Class sizes set to remain the same in U46 next year

Updated: March 9, 2012 8:13AM



ELGIN — Class sizes likely will remain high next school year in School District U46.

That’s because district officials told the U46 Board of Education Monday night they plan to maintain the same staffing standards for elementary, secondary and non-classroom positions during the 2012-13 school year.

Those standards will provide one teacher for every 27 students in kindergarten through third grade at every school, and one teacher for every 33 in grades four and up, according to the presentation by U46 Assistant Superintendent for Elementary Schools Carmen Rodriguez. That’s the same as last year, according to her presentation.

“It used to be 25 and 28 when we staffed at its lowest, and then with the budget cuts between 2009 and today, we had to raise it,” said Tony Sanders, U46 chief of staff.

That was in 2008, just after Superintendent Jose Torres first joined the district, Sanders said.

Since then, budget cuts have included laying off about 732 teachers in 2010, he said. Of those, all but about 230 teachers have returned to the district, he said.

Currently, the Elgin Teachers Association represents more than 2,200 teachers serving more than 40,000 students in U46, according to the teachers union website.

When it comes to those staffing standards, Sanders said, “We have been here before.”

“When the district faced a deficit in 2004, they did the same thing,” he said. “They raised class sizes. When we were facing a deficit of $40 million, there’s no way to make reductions without affecting class sizes. It can’t happen.”
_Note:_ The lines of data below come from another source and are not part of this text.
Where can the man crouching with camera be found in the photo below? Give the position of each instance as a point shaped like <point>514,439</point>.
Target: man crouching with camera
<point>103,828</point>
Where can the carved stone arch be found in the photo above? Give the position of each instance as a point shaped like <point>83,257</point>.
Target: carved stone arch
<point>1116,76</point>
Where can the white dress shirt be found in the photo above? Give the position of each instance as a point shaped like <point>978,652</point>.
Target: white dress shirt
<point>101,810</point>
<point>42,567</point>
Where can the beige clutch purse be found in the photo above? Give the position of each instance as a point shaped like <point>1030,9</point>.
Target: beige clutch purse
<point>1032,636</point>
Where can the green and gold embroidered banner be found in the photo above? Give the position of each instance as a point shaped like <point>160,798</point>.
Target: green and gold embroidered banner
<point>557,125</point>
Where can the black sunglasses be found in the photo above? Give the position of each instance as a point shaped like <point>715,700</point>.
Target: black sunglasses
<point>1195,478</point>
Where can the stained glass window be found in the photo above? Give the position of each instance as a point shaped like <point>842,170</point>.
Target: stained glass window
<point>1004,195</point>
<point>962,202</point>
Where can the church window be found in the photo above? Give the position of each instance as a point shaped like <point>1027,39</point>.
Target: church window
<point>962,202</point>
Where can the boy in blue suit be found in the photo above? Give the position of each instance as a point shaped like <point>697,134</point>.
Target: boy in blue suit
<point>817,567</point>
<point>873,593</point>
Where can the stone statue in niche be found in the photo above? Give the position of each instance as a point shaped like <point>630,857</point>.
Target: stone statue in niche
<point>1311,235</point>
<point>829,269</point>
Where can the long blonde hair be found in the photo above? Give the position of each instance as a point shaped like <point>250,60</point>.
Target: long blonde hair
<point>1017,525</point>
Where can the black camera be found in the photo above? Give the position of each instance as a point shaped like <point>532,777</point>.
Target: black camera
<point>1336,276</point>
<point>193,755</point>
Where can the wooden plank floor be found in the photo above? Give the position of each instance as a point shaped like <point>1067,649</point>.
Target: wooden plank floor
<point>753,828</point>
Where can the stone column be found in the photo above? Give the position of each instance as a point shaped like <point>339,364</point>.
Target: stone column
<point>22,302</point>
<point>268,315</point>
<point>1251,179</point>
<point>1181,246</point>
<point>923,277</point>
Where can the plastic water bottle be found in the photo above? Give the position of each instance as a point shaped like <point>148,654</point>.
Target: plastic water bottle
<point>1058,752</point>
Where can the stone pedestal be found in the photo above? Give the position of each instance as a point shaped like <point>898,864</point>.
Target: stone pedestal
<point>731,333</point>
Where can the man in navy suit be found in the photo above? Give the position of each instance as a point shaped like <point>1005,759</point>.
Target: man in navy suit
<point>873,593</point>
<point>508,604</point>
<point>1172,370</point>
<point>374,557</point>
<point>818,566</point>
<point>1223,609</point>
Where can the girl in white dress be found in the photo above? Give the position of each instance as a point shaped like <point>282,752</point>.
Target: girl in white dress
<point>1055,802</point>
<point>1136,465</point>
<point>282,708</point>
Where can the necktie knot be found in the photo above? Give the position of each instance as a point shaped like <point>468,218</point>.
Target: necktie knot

The district’s operational fund now is “in a much better place,” he said.

Elementary school teachers receive an educational assistant if their classrooms exceed 35 students, Sanders said. They do not receive “overload” pay as high school teachers do, he said.

Staffing numbers at high schools are driven by course requests and needs for required and elective courses, according to the presentation by U46 Assistant Superintendent for Secondary Schools Greg Walker.

Generally, that puts one teacher in the school for every 33 students in both middle and high school. P.E. classes will average about 40 students to each teacher in both middle and high school, too, the presentation indicated. That also is the same as last year.

But Walker said, “We are concerned about transitional years, eighth to ninth grade.”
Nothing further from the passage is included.